Open Data: Messy and Great

This morning, Walk Score launched some exciting new features. The new Transit Score algorithm measures how well a location is served by public transportation. Nicely coupled with Transit Score are commute reports, which make it a snap to investigate daily commute options and costs.

What excites me most about these new features is that they all make heavy use of open data.

Transit Score and commute reports are built on top of GTFS, the General Transit Feed Specification. GTFS is a straightforward file format that transit agencies can use to surface their schedules. Today, over 100 agencies provide their data to the public in GTFS format. We make use of a community-maintained clearinghouse, the GTFS Data Exchange, to automatically update and acquire newly released transit feeds. Without these formats and services in place, Transit Score simply wouldn’t be possible.

The GTFS specification is tightly written, with little room for interpretation. With such careful thought behind the specification, one might expect that working with actual GTFS data is relatively straightforward. Alas, nothing could be further for the truth. While the GTFS specification is clean, the data surfaced by public transit agencies is anything but. For our Public Transit API, we’ve done the hard work of dealing with the myriad ways that good feeds can go bad.

Examples abound of how GTFS can go wrong:

Many feeds contain stops serviced by no routes, or (more baffling) routes that service no stops.
Agencies keep “test” routes in their publicly distributed feeds. St. Louis’ (older) data contains a bus that takes a safari through Gashaka-Gumti National Park in Nigeria.
Pittsburgh and other agencies abuse GTFS’s multiple mechanisms for specifying calendar dates. This leads to bizarre circumstances where, for example, a route might run ten days per week!

These examples are fairly straightforward to explain and once identified have straightforward (if delicate) fixes; we dealt with many more technically challenging issues along the way, too.

Of course, it’s not just the data that can go bad; mechanisms for acquiring data can go bad, too.
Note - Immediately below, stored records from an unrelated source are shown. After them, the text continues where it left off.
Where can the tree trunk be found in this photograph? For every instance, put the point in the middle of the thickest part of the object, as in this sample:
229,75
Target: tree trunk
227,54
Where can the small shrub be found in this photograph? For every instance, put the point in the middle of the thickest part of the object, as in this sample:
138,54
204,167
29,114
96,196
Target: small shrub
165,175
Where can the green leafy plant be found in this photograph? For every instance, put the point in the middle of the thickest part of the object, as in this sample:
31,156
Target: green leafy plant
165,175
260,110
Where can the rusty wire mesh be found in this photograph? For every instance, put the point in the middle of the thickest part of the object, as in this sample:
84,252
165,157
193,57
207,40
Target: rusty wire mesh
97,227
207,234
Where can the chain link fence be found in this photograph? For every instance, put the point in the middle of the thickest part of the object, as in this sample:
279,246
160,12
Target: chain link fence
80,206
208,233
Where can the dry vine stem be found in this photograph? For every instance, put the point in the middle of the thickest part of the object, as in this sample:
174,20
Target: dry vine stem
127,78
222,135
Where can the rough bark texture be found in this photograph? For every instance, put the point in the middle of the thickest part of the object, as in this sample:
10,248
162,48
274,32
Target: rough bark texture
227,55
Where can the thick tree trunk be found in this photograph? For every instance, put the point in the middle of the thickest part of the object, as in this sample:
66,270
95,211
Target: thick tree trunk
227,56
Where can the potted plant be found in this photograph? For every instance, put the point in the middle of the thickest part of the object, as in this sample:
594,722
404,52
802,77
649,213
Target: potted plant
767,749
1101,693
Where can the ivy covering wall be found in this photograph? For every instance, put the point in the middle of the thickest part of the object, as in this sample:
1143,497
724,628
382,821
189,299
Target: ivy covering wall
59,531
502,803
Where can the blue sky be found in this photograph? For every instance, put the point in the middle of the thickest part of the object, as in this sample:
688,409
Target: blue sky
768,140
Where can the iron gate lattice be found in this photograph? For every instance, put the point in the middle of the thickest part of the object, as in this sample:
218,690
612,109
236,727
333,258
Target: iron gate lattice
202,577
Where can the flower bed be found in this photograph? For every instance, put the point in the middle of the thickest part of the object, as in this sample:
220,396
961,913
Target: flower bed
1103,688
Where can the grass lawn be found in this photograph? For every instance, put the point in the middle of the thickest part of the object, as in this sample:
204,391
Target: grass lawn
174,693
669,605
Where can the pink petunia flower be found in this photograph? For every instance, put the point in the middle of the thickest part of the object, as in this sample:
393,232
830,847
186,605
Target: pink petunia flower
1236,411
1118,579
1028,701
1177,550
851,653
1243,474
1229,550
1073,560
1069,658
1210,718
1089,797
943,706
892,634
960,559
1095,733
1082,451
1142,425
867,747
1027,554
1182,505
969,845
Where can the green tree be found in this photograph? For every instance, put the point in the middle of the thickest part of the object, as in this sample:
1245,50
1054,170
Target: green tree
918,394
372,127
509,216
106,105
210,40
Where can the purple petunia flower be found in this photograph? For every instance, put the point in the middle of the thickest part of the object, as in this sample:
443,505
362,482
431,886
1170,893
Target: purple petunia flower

The GTFS Data Exchange is a wonderful resource that has changed the nature of internet transit geekery, but it is not without its problems:

GTFSDE’s data model assumes that each agency has a single “latest” feed file. However, agencies in Philadelphia, New York, and Boston actually split their files between bus and rail.
GTFSDE’s data model also assumes that GTFS agency names are globally unique. This was recently proven false: Seattle’s Metro Transit collided with St. Paul’s, causing one city to overwrite the other’s transit data.

As consumers of the GTFSDE APIs, we’ve had to write fragile workarounds for these and other difficult issues. Luckily, the developer who built GTFSDE is awesome, aware of these issues, and near to open-sourcing the site. We’ll have some patches ready to go shortly thereafter.
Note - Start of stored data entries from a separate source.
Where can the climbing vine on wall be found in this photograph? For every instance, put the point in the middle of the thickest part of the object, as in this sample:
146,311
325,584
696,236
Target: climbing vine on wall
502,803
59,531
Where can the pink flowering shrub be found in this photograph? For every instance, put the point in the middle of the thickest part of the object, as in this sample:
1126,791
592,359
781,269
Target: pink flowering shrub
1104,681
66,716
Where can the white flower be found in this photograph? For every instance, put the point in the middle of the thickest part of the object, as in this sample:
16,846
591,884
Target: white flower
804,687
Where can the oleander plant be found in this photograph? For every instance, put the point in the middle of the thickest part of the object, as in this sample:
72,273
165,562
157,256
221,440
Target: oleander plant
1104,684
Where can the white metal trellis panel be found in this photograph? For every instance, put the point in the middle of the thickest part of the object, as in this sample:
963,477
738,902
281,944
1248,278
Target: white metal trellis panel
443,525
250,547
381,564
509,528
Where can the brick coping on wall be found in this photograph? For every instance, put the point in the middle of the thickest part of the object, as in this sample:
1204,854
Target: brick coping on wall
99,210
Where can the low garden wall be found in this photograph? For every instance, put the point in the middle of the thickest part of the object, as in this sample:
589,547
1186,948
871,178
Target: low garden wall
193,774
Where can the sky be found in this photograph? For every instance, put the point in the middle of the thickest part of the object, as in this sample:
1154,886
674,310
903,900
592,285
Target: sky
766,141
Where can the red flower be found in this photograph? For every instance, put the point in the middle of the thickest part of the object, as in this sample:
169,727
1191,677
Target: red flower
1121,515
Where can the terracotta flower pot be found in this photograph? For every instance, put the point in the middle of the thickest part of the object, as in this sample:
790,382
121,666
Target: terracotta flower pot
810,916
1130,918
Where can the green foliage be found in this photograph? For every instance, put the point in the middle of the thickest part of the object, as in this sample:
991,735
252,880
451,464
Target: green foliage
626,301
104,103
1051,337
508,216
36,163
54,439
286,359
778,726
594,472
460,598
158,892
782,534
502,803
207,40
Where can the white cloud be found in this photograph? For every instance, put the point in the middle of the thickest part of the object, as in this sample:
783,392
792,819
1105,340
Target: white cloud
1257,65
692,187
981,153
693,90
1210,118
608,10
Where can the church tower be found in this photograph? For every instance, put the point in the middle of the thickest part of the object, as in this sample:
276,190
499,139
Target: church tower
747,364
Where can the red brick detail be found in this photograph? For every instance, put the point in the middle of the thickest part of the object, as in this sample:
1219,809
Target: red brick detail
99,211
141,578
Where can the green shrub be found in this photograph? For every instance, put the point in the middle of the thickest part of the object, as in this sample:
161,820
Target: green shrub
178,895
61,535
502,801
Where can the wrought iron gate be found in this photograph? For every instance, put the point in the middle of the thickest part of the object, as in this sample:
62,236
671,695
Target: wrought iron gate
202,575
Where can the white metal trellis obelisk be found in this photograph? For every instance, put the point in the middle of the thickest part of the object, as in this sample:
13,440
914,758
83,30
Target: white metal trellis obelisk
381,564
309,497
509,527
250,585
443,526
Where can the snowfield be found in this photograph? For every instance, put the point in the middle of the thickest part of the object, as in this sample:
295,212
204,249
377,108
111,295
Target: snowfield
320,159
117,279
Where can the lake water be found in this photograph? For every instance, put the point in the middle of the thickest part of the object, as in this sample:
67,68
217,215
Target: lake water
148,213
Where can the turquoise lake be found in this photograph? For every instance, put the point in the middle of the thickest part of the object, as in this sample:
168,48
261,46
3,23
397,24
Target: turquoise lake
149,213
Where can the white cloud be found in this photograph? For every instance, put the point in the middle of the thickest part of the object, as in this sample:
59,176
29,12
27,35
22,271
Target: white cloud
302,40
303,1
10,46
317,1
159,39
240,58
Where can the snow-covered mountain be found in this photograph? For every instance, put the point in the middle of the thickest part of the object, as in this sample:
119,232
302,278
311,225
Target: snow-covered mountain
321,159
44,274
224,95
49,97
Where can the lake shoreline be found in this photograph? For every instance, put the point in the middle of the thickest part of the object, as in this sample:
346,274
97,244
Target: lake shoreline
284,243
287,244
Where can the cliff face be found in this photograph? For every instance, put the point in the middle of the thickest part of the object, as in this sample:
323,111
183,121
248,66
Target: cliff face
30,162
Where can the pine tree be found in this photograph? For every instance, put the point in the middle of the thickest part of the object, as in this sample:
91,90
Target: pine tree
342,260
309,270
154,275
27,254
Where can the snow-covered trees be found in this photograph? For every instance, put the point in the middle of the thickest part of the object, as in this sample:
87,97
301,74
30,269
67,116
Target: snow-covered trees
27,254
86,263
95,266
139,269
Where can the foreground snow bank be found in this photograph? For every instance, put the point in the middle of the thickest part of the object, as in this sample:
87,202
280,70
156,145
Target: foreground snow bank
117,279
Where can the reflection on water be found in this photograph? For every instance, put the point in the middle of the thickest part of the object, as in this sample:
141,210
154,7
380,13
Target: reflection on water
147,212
Despite the wide range of problems we encountered with both GTFS and GTFSDE, open data was simply too valuable and rich to pass up. On a foundation of messy, overlapping, and broken data we successfully built a robust API that not only calculates transit scores, but also provides reliable query mechanisms against public transit stops and routes.

Walk Score isn’t solely interested in GTFS. The upcoming “Street Smart” Walk Score algorithm, currently in preview mode, is built on OpenStreetMap. OSM is an ambitious collaborative project that aims to collect the world’s geographic information into a single unified store. Similar to GTFS, OSM data is rich and valuable but fraught with problems that take time and diligence to uncover… and that take time and cleverness to work around. One of the thorniest issues with OSM data is duplicate networks. At the moment, if you point the OSM map editor at Topeka, Kansas, you’ll see a fairly sane looking street grid. Move a street out of the way, however, and you just might discover that there is another street in the exact same space. In fact, Topeka has one “full” network that is well connected, and one “ghost” network of streets that duplicates perhaps 30% of the full network. As you might imagine, this makes it quite challenging to decide which streets to route against. Street duplication also complicates the calculation of key urban planning metrics such as intersection density.

At scale, open data is not for the faint of heart or the impatient. But, with proper care and feeding, open data can very well be the foundation of exciting new technologies. GTFS and OSM represent the beginning. As governments make their data sets available, and nonprofits sunlight difficult to acquire information, I expect to see radical new innovation. What can you do with open data today?